I think that holdfast is on to something, because again as an American looking at the English I tend to think of them as being understated and domestic ["a nation of shopkeepers"] whose best characteristics tend to be brought out when circumstances force them out in a "Bilbo Baggins" kind of way. As he says, you might have to go back to Elizabethan figures if you want to do something flamboyant.

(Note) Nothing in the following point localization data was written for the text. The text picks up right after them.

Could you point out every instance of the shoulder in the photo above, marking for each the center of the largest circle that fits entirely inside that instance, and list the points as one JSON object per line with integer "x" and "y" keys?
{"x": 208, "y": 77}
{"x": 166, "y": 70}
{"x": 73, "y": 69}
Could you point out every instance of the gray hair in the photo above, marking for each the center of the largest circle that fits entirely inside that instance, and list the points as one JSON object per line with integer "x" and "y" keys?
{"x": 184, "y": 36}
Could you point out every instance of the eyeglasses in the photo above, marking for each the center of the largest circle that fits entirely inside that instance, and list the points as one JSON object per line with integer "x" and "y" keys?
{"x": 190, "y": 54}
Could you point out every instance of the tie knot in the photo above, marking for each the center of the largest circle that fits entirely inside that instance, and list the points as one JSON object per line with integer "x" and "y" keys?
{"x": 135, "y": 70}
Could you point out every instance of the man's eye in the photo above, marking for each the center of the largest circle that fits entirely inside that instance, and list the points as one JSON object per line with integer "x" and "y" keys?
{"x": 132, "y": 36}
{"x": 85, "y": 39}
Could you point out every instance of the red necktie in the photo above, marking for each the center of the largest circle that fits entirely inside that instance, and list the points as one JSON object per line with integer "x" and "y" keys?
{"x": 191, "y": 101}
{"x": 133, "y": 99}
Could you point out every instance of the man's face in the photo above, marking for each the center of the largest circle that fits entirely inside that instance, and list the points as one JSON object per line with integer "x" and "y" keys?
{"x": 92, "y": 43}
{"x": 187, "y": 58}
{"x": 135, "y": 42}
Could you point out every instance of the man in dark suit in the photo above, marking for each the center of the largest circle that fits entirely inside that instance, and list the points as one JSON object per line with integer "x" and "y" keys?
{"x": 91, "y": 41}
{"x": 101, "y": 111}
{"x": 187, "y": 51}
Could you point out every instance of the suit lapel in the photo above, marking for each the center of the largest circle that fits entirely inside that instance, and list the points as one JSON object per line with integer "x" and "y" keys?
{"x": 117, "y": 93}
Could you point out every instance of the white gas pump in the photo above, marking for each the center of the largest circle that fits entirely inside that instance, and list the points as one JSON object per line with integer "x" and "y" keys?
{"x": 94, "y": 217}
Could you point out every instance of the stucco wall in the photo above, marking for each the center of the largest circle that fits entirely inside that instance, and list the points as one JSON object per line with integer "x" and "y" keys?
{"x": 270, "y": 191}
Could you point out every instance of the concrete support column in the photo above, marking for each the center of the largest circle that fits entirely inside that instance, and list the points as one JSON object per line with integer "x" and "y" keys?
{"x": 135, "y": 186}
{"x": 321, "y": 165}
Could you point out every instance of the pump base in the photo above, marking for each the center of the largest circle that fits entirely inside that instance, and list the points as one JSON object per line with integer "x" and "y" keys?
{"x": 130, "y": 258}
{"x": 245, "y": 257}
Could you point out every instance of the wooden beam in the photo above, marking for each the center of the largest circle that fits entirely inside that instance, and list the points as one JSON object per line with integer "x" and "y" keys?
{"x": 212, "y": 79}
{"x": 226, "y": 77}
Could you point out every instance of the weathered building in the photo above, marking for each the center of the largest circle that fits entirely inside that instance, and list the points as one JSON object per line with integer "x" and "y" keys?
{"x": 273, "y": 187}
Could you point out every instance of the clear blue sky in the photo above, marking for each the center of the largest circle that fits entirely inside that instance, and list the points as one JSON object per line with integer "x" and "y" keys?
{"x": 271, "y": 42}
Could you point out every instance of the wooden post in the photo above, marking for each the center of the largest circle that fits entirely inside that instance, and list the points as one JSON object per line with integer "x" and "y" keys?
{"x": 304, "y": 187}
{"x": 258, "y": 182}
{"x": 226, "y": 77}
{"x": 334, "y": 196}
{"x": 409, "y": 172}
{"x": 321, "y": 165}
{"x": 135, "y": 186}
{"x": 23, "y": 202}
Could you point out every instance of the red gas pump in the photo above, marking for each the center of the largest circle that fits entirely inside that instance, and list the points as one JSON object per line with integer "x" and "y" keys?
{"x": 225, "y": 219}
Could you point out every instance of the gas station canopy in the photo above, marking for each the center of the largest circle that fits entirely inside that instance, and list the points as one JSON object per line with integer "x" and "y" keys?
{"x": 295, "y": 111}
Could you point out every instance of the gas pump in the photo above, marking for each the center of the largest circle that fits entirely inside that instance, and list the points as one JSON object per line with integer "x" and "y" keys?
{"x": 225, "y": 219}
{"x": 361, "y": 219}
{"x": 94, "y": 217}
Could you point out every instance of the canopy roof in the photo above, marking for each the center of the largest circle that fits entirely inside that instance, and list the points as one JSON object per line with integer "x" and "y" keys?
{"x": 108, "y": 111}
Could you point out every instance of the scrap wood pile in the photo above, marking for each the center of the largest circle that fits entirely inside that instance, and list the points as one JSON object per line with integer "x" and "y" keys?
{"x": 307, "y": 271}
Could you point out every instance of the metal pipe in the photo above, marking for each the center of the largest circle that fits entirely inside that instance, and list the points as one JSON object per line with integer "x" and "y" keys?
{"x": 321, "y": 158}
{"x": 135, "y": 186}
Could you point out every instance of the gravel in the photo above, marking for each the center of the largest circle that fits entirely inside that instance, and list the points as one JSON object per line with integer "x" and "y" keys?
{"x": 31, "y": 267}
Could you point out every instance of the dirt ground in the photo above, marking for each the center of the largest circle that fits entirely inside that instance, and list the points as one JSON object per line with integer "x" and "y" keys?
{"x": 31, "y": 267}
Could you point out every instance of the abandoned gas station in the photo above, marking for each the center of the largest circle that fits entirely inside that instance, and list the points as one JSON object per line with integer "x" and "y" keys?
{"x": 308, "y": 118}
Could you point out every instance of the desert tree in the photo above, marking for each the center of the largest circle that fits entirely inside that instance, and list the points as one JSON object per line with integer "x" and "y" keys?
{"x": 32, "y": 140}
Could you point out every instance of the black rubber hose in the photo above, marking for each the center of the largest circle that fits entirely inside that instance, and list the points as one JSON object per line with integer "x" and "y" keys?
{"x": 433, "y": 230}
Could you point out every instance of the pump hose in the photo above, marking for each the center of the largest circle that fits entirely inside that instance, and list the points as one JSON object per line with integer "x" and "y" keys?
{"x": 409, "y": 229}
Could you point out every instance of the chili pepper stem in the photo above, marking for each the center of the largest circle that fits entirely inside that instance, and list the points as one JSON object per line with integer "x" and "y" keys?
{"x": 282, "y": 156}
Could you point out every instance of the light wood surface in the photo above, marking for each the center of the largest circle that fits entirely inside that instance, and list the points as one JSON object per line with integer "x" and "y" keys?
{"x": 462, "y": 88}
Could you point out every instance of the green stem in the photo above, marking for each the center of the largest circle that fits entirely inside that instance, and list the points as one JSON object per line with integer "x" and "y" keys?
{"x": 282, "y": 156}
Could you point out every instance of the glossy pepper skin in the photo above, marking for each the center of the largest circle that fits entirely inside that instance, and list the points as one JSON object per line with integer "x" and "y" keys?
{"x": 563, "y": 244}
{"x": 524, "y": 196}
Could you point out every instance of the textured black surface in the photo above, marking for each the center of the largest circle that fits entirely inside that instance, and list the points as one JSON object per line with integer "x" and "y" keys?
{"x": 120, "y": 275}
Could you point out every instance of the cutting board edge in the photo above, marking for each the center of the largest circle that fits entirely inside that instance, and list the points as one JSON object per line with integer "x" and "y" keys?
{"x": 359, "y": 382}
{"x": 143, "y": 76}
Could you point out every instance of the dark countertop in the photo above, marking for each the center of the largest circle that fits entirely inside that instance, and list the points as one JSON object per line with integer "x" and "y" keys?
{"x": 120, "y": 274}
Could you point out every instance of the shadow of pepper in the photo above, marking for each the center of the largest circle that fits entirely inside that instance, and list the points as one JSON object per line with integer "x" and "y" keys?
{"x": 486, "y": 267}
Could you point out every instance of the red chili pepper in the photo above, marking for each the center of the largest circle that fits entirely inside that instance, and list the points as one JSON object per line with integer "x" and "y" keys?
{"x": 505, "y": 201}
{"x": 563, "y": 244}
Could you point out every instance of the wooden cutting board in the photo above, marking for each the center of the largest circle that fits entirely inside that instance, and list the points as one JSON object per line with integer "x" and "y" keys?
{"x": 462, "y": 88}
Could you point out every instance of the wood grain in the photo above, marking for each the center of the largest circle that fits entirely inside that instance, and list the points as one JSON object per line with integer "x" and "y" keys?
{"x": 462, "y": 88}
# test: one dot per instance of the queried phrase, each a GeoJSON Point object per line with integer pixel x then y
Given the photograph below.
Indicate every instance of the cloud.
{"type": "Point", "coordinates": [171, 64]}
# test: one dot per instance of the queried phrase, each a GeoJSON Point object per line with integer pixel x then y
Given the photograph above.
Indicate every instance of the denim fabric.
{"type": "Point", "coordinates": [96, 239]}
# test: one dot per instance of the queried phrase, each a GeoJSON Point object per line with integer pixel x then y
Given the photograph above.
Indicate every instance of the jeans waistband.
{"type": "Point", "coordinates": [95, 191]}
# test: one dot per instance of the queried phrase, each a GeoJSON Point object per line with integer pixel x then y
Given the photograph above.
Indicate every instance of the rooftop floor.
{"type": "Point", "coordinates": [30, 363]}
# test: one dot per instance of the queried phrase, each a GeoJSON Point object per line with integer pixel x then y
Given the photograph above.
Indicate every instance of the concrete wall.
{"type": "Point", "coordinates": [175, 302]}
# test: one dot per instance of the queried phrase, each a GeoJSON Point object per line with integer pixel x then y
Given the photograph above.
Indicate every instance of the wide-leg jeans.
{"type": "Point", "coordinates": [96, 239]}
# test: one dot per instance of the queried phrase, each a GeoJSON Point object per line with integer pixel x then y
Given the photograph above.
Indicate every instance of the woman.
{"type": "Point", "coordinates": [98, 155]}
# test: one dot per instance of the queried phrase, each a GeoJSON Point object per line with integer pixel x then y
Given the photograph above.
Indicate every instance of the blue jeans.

Unless you have a character who is sort of a TE Lawrence figure - a professorial character with huge unutilized skills and abilities who during some kind of world crisis deliberately goes back to old models of "Englishness" like Drake or the Arthurian mythos because he's secretly a Romantic. Like Don Quixote as an Englishman, except it turns out that he's able to use advanced sciences developed by his fellow dons to actually BE a heroic knight in a modern context.
 
Wow this is an interesting thread. I like the thought process. It is along the same process I use. Definitely like Holdfast 's ideas.
 
How about Eric the Half a Bee?


(perhaps consider a figure like Edward Teach (AKA Blackbeard the Pirate) who has been forced to return to Earth by supernatural forces (and granted certain supernatural powers) to battle evil until he has balanced the karmic scales for all the crimes he committed in life. It goes against his heart and nature because, in truth, he is a villain, but in order to find "rest" he must do this penance--as such, his retributions against evil-doers might be at times . . . excessive.)
 
The desire to create a uniquely british "super hero" is what led Paul Grist to modify his Union Jack story into the character of Jack Staff. But the book is more than about Jack. Grist has created a full fledged universe in these pages with more characters than you can shake a stick at.

I've finally gotten into this world and man.....this is the kind of cool you used to find at Marvel and DC. Awesome adventures that are fun to read with all sorts of characters in a world that seems bigger than any one character.

http://comicsworthreading.com/2006/05/20/jack-staff-everything-used-to-be-black-and-white/
 
I would consider two English literary figures to be proto-superheroic (at least as often portrayed) and those would be Finneas Fogg and Sherlock Holmes. How about an update on either as a character basis?